# Finite Markov Decision Process¶

Fig. 34 Markov decision process. Schematic of the agent-environment interaction.

After this introductory example, we introduce the idealized form of reinforcement learning with a Markov decision process (MDP). At each time step $$t$$, the agent starts from a state $$S_t\in \mathcal{S}$$, performs an action $$A_t\in\mathcal{A}$$, which, through interaction with the environment, leads to a reward $$R_{t+1}\in \mathcal{R}$$ and moves the agent to a new state $$S_{t+1}$$. This agent-environment interaction is schematically shown in Fig. 34. Note that we assume the space of all actions, states, and rewards to be finite, such that we talk about a finite MDP.
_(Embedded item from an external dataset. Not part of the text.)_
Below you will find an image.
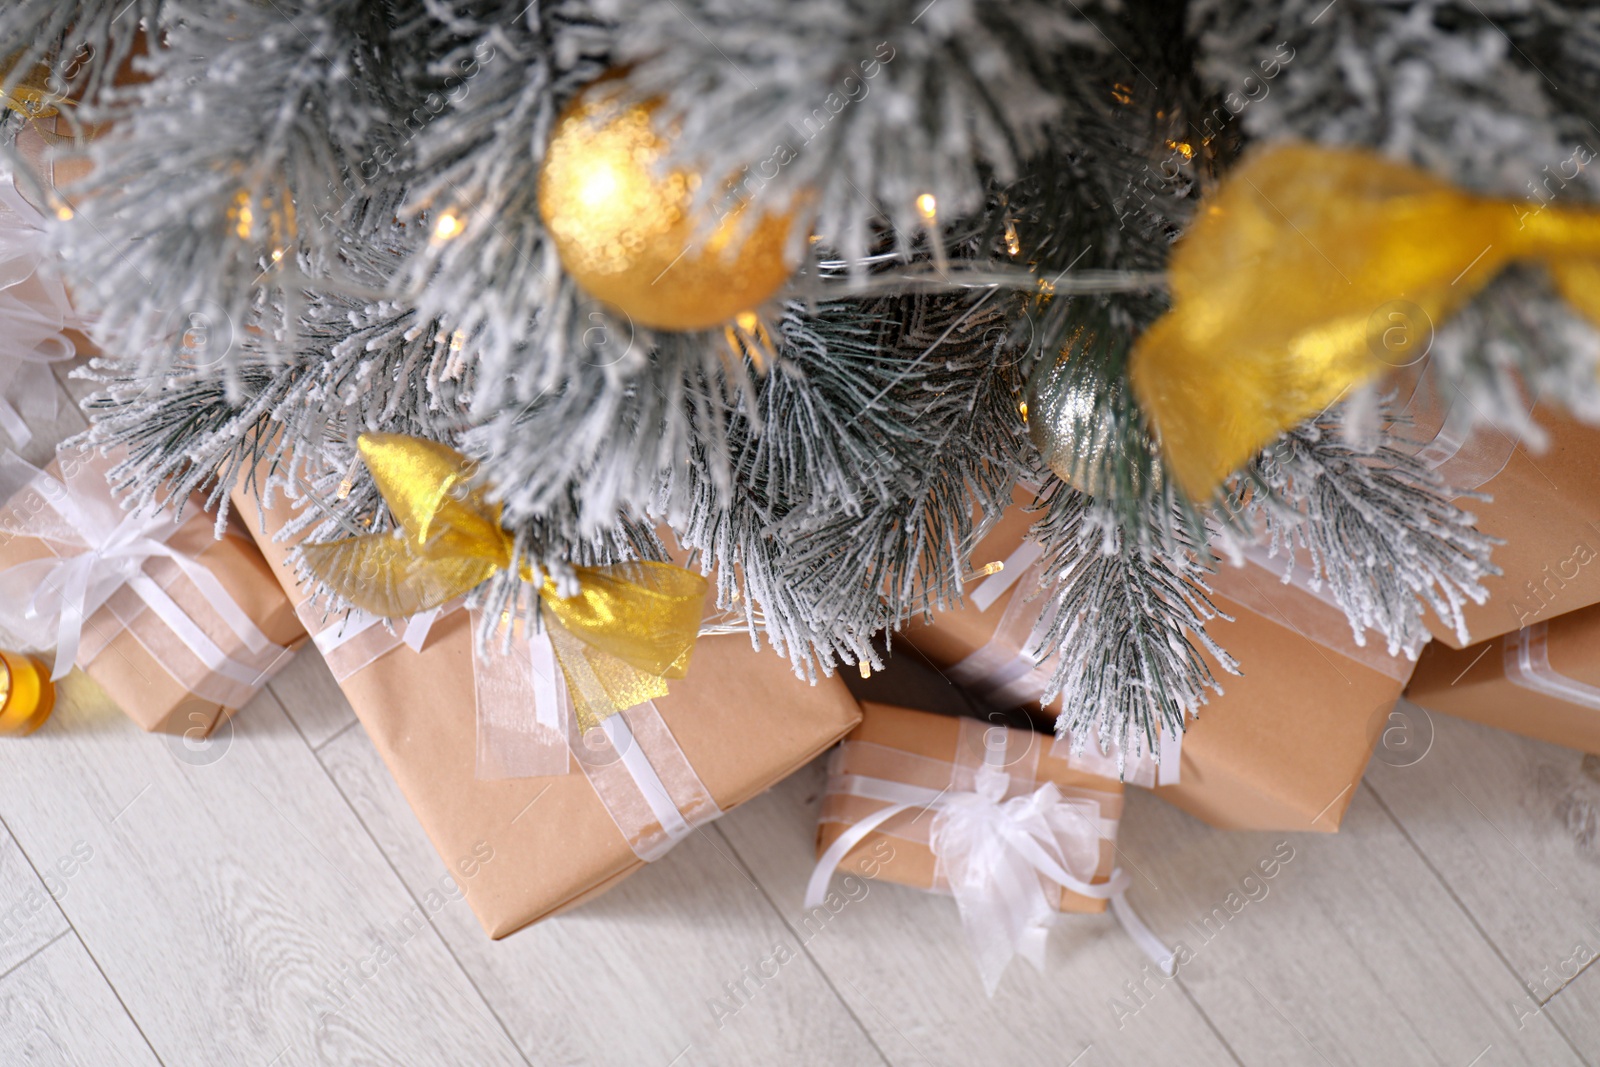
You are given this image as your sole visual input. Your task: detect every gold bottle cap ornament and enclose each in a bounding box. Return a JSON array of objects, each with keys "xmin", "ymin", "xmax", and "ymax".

For our toy example, the sensor we have only shows whether the water level is high (h) or low (l), so that the state space of our agent is $$\mathcal{S} = \{ {\rm h}, {\rm l} \}$$. In both cases, our agent can choose to turn the growth lamps on or off, or in the case of low water, he can choose to send us a message so we can go and water the plants. The available actions are thus $$\mathcal{A} = \{{\rm on}, {\rm off}, {\rm text}\}$$. When the growth lamps are on, the plants grow faster, which leads to a bigger reward, $$r_{\rm on} > r_{\rm off}>0$$. Furthermore, there is a penalty for texting us, but an even bigger penalty for letting the plants die, $$0 > r_{\rm text} > r_{\rm fail}$$.

A model of the environment provides the probability of ending in state $$s'$$ with reward $$r$$, starting from a state $$s$$ and choosing the action $$a$$, $$p(s', r | s, a)$$. In this case, the dynamics of the Markov decision process is completely characterized. Note that the process is a Markov process, since the next state and reward only depend on the current state and chosen action.

In our toy example, being in state ‘high’ and having the growth lamp on will provide a reward of $$r_{\rm on}$$ and keep the agent in ‘high’ with probability $$p({\rm h}, r_{\rm on} | \rm {h}, {\rm on}) = \alpha$$, while with $$1-\alpha$$ the agent will end up with a low water level. However, if the agent turns the lamps off, the reward is $$r_{\rm off}$$ and the probability of staying in state ‘high’ is $$\alpha' > \alpha$$. For the case of a low water level, the probability of staying in low despite the lamps on is $$p({\rm l}, r_{\rm on} | \rm {l}, {\rm on}) = \beta$$, which means that with probability $$1 - \beta$$, our plants run out of water. In this case, we will need to get new plants and we will water them , of course, such that $$p({\rm h}, r_{\rm fail} | \rm {l}, {\rm on}) = 1-\beta$$. As with high water levels, turning the lamps off reduces our rewards, but increases our chance of not losing the plants, $$\beta' > \beta$$. Finally, if the agent should choose to send us a text, we will refill the water, such that $$p({\rm h}, r_{\rm text} | {\rm l}, {\rm text}) = 1$$. The whole Markov process is summarized in the transition graph in Fig. 35.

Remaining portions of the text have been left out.